Diana has been another peacekeeping influence. “I never want to be an old bitch or a nag,” she says. “I just try to give him choices. Like, do you want to do everything people ask of you, or do you want to rest? I guess I’m really trying to teach him how to say no.”

Diana has also gotten into the requisite family health kick by trying to quit smoking, but, she says, “I’m not doing great at it. I’m down from a pack a day to about four cigarettes a day. But when Mike was sick, I was doing 1½ packs. Five years ago, I managed to quit smoking completely. But I’m a tall and willowy person, and I gained 25 pounds. Mike looked at me sympathetically and said, ‘You’re getting fat.’ ”

Ditka usually reserved that kind of blunt commentary for his former assistant coach, Ryan, defensive architect of the Bears’ Super Bowl win.

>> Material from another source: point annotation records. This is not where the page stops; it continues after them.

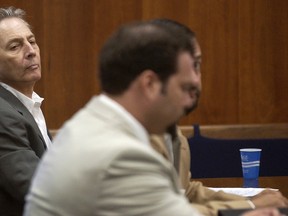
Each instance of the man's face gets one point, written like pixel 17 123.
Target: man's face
pixel 19 54
pixel 181 91
pixel 197 68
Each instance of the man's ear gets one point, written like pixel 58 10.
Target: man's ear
pixel 150 83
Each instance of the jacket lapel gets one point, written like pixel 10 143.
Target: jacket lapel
pixel 20 108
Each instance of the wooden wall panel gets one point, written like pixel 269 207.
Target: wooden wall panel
pixel 263 71
pixel 244 46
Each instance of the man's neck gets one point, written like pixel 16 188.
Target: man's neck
pixel 26 89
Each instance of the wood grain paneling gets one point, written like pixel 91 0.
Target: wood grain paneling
pixel 244 46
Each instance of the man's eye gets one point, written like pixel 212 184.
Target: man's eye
pixel 32 42
pixel 14 47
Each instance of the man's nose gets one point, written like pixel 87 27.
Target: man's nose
pixel 29 50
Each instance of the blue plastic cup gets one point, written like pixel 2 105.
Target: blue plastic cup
pixel 250 159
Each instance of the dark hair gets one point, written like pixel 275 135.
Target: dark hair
pixel 11 12
pixel 138 47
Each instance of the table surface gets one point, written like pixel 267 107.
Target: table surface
pixel 277 182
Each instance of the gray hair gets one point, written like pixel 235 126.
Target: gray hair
pixel 12 12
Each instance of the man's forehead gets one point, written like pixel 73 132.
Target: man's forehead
pixel 12 28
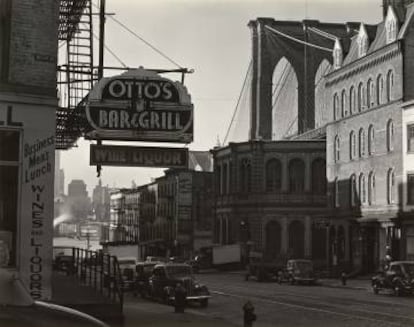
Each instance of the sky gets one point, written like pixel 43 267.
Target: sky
pixel 212 38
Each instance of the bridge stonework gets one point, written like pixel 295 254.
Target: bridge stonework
pixel 269 48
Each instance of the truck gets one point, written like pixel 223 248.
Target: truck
pixel 227 256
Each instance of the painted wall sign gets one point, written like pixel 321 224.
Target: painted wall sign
pixel 140 105
pixel 130 156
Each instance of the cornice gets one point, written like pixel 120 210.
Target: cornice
pixel 363 64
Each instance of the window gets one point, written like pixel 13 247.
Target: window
pixel 361 97
pixel 246 176
pixel 352 100
pixel 273 175
pixel 370 94
pixel 344 109
pixel 9 176
pixel 337 148
pixel 352 188
pixel 361 142
pixel 410 189
pixel 362 189
pixel 352 145
pixel 410 138
pixel 336 110
pixel 390 135
pixel 336 193
pixel 371 188
pixel 391 25
pixel 390 186
pixel 371 140
pixel 390 85
pixel 380 90
pixel 296 176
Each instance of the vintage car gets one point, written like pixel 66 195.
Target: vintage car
pixel 143 273
pixel 127 267
pixel 398 276
pixel 166 276
pixel 298 271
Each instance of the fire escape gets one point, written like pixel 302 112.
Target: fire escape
pixel 76 74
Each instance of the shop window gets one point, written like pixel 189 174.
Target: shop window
pixel 9 178
pixel 410 189
pixel 410 138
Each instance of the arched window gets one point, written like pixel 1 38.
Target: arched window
pixel 343 104
pixel 371 140
pixel 361 97
pixel 273 175
pixel 390 186
pixel 352 189
pixel 370 93
pixel 352 145
pixel 319 176
pixel 361 142
pixel 371 188
pixel 362 189
pixel 380 90
pixel 337 148
pixel 245 175
pixel 390 85
pixel 390 135
pixel 352 100
pixel 336 193
pixel 336 110
pixel 296 176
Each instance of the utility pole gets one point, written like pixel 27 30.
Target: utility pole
pixel 101 58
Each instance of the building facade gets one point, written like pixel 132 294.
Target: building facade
pixel 369 133
pixel 28 102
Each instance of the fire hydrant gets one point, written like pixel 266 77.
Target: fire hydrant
pixel 248 314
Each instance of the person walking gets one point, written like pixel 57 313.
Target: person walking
pixel 180 295
pixel 248 314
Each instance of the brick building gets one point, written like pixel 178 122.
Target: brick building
pixel 28 102
pixel 369 134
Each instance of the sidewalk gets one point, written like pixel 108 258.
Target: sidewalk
pixel 144 313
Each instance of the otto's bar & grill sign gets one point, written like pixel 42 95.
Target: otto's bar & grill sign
pixel 140 105
pixel 112 155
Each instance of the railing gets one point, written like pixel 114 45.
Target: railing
pixel 99 271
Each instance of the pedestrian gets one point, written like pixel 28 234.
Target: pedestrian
pixel 180 295
pixel 248 314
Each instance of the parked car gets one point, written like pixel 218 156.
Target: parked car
pixel 127 267
pixel 143 273
pixel 165 278
pixel 398 277
pixel 297 271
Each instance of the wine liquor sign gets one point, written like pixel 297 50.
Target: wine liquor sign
pixel 140 105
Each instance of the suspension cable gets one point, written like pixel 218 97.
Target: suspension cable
pixel 297 40
pixel 238 100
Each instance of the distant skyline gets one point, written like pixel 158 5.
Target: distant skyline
pixel 209 36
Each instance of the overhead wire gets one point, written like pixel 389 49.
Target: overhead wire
pixel 249 68
pixel 297 40
pixel 143 40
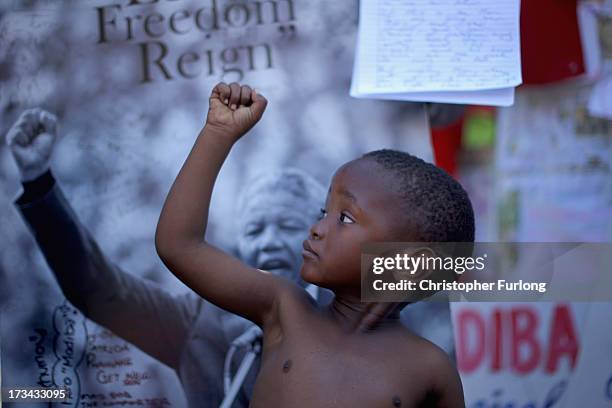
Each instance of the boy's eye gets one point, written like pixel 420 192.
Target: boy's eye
pixel 345 219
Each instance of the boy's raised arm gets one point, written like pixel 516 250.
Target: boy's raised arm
pixel 179 239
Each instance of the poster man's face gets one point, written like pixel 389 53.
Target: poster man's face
pixel 273 227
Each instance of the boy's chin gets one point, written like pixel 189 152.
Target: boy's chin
pixel 311 275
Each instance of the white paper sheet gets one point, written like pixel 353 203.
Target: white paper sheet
pixel 438 51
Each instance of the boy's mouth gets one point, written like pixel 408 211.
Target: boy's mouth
pixel 308 252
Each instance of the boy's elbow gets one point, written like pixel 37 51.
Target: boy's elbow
pixel 166 248
pixel 171 248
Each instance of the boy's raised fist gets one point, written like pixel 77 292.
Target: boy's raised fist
pixel 234 109
pixel 31 141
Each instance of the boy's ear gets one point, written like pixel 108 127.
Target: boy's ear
pixel 418 260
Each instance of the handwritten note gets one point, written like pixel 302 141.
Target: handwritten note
pixel 457 51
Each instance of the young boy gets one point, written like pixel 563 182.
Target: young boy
pixel 349 354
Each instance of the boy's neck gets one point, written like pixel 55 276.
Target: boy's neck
pixel 355 316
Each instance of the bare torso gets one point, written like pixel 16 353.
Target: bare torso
pixel 315 362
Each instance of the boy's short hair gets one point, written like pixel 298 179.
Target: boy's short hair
pixel 435 205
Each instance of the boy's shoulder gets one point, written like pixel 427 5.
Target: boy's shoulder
pixel 431 364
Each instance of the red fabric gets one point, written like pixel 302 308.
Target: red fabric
pixel 550 41
pixel 446 143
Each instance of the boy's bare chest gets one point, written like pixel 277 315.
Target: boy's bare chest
pixel 308 370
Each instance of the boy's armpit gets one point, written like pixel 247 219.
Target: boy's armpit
pixel 446 382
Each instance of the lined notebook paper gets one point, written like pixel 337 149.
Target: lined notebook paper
pixel 453 51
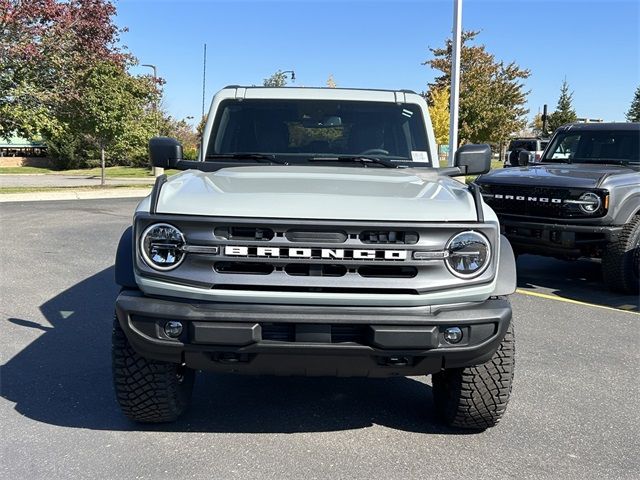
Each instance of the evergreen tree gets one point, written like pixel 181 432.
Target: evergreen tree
pixel 278 79
pixel 492 95
pixel 564 112
pixel 633 115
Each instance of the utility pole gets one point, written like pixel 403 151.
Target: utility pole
pixel 157 171
pixel 204 77
pixel 456 44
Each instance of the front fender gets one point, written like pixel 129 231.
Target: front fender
pixel 506 274
pixel 124 261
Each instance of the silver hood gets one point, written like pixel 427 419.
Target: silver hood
pixel 310 192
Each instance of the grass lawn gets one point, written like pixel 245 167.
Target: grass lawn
pixel 133 172
pixel 6 190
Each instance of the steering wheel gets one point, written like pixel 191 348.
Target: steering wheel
pixel 375 151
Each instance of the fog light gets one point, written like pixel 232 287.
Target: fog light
pixel 453 335
pixel 173 329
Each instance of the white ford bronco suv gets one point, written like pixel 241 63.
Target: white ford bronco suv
pixel 315 235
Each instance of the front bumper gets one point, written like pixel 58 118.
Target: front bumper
pixel 312 340
pixel 556 238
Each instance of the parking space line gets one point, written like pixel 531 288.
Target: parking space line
pixel 569 300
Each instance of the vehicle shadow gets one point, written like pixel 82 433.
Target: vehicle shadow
pixel 579 280
pixel 64 378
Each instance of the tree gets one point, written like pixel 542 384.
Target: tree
pixel 278 79
pixel 492 95
pixel 56 57
pixel 183 132
pixel 536 124
pixel 439 113
pixel 633 115
pixel 45 45
pixel 564 112
pixel 115 112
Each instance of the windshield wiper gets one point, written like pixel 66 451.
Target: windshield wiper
pixel 267 157
pixel 364 160
pixel 611 161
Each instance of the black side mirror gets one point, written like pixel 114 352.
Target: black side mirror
pixel 524 158
pixel 165 152
pixel 473 159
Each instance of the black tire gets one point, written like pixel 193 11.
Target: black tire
pixel 621 260
pixel 475 398
pixel 148 391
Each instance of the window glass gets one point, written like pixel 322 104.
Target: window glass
pixel 596 146
pixel 304 128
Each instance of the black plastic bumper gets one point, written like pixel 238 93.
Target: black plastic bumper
pixel 312 340
pixel 556 238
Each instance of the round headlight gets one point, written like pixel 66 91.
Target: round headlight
pixel 468 254
pixel 161 246
pixel 592 202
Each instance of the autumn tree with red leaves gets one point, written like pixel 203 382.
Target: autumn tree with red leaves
pixel 54 56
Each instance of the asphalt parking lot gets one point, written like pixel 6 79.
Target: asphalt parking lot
pixel 574 413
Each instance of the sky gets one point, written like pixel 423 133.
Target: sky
pixel 595 45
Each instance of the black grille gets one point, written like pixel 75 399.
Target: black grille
pixel 246 268
pixel 286 332
pixel 244 233
pixel 316 236
pixel 389 237
pixel 532 201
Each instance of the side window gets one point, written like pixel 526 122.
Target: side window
pixel 566 148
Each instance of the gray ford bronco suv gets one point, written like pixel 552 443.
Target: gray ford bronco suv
pixel 581 200
pixel 315 235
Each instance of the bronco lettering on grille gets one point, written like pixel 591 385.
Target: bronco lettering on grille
pixel 328 253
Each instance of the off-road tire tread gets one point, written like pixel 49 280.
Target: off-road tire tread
pixel 615 269
pixel 148 391
pixel 475 398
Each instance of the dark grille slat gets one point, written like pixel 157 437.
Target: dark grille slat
pixel 526 200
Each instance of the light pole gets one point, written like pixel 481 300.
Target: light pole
pixel 293 74
pixel 157 171
pixel 455 79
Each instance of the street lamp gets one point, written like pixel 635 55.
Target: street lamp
pixel 293 74
pixel 157 171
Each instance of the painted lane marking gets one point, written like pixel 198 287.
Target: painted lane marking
pixel 575 302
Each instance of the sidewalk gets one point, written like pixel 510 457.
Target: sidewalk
pixel 75 194
pixel 60 180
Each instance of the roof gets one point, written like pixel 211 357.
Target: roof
pixel 323 88
pixel 625 126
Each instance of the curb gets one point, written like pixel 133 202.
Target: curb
pixel 74 195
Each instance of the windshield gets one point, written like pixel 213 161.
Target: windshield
pixel 303 129
pixel 529 145
pixel 595 147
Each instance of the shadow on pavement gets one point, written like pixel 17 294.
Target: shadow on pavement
pixel 579 280
pixel 64 378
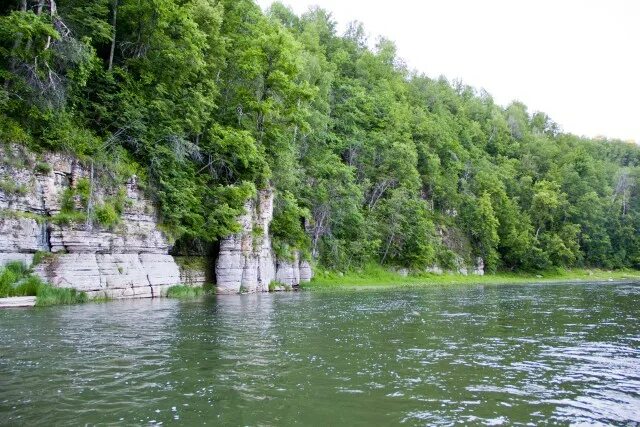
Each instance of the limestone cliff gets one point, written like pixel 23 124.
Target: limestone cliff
pixel 246 262
pixel 129 259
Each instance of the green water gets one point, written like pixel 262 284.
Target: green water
pixel 492 355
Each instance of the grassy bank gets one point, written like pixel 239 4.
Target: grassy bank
pixel 16 280
pixel 376 276
pixel 186 292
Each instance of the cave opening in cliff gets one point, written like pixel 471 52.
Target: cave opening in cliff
pixel 196 259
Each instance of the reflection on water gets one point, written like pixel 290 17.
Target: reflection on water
pixel 478 354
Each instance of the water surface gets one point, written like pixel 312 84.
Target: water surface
pixel 490 355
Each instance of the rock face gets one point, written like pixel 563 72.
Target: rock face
pixel 129 260
pixel 246 262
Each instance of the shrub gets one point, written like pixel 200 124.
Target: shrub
pixel 16 280
pixel 106 215
pixel 185 292
pixel 83 190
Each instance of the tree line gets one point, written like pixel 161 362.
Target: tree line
pixel 207 101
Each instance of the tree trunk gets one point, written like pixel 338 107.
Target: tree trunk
pixel 113 39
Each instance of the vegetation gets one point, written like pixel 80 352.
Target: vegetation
pixel 207 101
pixel 375 276
pixel 185 292
pixel 16 280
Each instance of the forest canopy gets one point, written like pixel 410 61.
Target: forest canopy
pixel 207 101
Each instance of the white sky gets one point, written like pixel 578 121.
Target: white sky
pixel 576 60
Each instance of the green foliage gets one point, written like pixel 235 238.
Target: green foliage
pixel 106 215
pixel 48 295
pixel 207 102
pixel 10 187
pixel 16 280
pixel 185 292
pixel 43 168
pixel 287 226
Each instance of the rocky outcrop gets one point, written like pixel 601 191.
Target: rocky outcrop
pixel 129 259
pixel 246 262
pixel 193 270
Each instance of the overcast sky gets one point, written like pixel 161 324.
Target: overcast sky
pixel 576 60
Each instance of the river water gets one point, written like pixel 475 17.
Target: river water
pixel 472 355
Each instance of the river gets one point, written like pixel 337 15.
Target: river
pixel 435 356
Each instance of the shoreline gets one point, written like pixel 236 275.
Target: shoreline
pixel 376 278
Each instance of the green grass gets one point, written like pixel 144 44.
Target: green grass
pixel 376 276
pixel 48 295
pixel 185 292
pixel 16 280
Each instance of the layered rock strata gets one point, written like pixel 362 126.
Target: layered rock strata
pixel 246 262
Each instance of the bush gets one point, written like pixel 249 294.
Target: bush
pixel 185 292
pixel 48 295
pixel 43 168
pixel 16 280
pixel 106 215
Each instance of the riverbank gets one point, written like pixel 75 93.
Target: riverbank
pixel 378 277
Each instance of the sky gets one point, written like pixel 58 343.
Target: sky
pixel 576 60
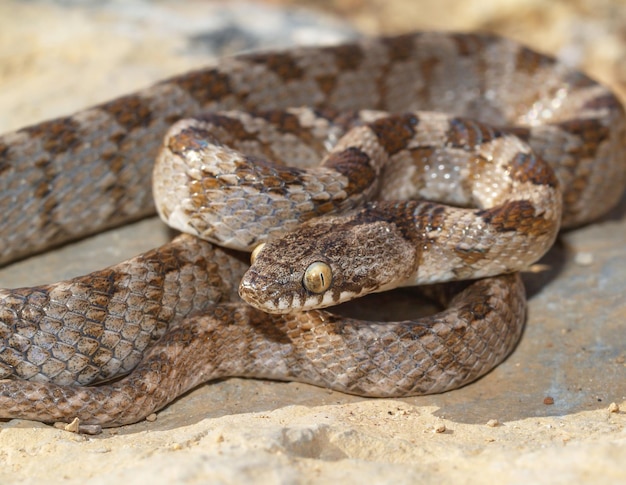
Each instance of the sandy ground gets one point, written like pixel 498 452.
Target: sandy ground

Ryan, now the head coach of the Philadelphia Eagles, had a reputation for agreeing with Ditka as infrequently as possible when they worked together. But he was among the first concerned callers to the Bears’ offices when he learned of Ditka’s illness. He also seems to share Ditka’s gut feeling that the strain of coaching football shouldn’t be fatal.

“Stress is patrolling a rice paddy in Asia, or hearing that the mole on your back is cancer,” says Ryan. “Football stress ain’t going to kill any of us.” This time around, it hasn’t stopped Ditka from grabbing all he can out of life. It has just made him pause to read the warning labels.